EBAY!!!!!!! i picked a replacement screen for a dell for $30.00 USD just get the screen part number and search it


----------



## marcincan (Apr 21, 2010)

what kind of laptop is it ?


----------



## kelly528 (Apr 21, 2010)

Its a Toshiba Tecra A8. I called some stores that said I would have to replace the whole monitor but at Haney Computer Repair the guy said that make and model didn't matter as he could easily replace the 'screen' part without ripping off the whole monitor section.


----------



## eternity302 (Apr 22, 2010)

3 Years home internet with Telus, get a free HP Laptop for free =) just an idea!


----------



## Diztrbd1 (Apr 21, 2010)

if the backlight is bad then you don't need a new screen(unless you see that it is noticeably damaged in anyway)..if it's just dim, you probably just need a new backlight inverter which can probably be found on EBAY for less than $100. And yes the computer places are a @#$% joke!


----------



## kelly528 (Apr 21, 2010)

JEEZUS! THANK YOU diztrbd!

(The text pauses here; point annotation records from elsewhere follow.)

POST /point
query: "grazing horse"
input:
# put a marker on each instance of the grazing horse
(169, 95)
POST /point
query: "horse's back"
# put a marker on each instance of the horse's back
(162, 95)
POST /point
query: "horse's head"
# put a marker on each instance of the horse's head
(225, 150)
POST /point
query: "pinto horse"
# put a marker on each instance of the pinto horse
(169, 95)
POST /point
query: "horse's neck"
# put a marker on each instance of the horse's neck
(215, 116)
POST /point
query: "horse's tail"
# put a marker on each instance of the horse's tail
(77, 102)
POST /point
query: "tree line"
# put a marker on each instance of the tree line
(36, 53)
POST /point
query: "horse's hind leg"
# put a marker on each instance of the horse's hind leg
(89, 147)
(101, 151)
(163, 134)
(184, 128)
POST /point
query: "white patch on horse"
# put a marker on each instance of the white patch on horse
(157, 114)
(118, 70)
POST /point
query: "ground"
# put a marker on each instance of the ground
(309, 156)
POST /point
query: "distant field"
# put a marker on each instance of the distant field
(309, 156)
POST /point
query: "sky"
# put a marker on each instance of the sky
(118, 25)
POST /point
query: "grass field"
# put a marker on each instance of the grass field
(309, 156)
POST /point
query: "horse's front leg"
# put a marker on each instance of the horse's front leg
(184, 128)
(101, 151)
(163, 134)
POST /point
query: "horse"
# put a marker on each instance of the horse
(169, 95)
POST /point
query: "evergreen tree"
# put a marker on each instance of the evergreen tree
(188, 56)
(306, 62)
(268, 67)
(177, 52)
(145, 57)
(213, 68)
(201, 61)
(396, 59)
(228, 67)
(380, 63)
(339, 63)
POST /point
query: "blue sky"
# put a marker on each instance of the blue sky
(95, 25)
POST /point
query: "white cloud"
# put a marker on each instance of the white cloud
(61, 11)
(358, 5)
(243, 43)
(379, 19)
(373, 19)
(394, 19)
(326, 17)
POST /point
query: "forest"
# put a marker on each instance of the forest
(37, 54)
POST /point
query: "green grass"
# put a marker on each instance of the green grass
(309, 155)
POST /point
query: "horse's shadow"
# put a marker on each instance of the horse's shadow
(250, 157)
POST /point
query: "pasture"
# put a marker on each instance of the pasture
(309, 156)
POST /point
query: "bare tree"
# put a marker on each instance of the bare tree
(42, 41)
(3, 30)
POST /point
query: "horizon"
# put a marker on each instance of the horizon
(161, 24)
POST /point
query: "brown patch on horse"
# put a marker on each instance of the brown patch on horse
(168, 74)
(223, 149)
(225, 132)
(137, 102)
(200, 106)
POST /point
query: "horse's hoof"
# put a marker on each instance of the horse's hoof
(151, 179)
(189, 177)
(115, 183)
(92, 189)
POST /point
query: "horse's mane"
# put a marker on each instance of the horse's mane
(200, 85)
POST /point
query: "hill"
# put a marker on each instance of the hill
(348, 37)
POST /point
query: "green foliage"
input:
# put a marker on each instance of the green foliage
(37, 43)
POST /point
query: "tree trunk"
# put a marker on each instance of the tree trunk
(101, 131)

I was looking online and what I found was that I simply needed the backlight replaced! Then these freaking computer guys laugh their butts off when I ask if I can order a replacement backlight from them and tell me to spend $500 at their store!

I think I will buy an external HD, back my stuff up and start playing doctor on my computer. Whats the worst that could happen 

So just to confirm, since the screen is just really dim it's probably my backlight inverter thats broken?

Also, does it matter what brand of backlight inverter I buy? Do I need a toshiba one?


----------



## neven (May 15, 2010)

what you need is a backlight inverter compatible with your model, when it comes to manufactured computers, connectors and even circuitry become proprietary. You may be able to find kits to make it work, it just takes some google research 

With a desktop, i had to remove 3 hard drive bays, cut a hole in the bottom of my tower and raise it up 2 inches to fit a new motherboard that was the standard my pc advertised as (BTX)


----------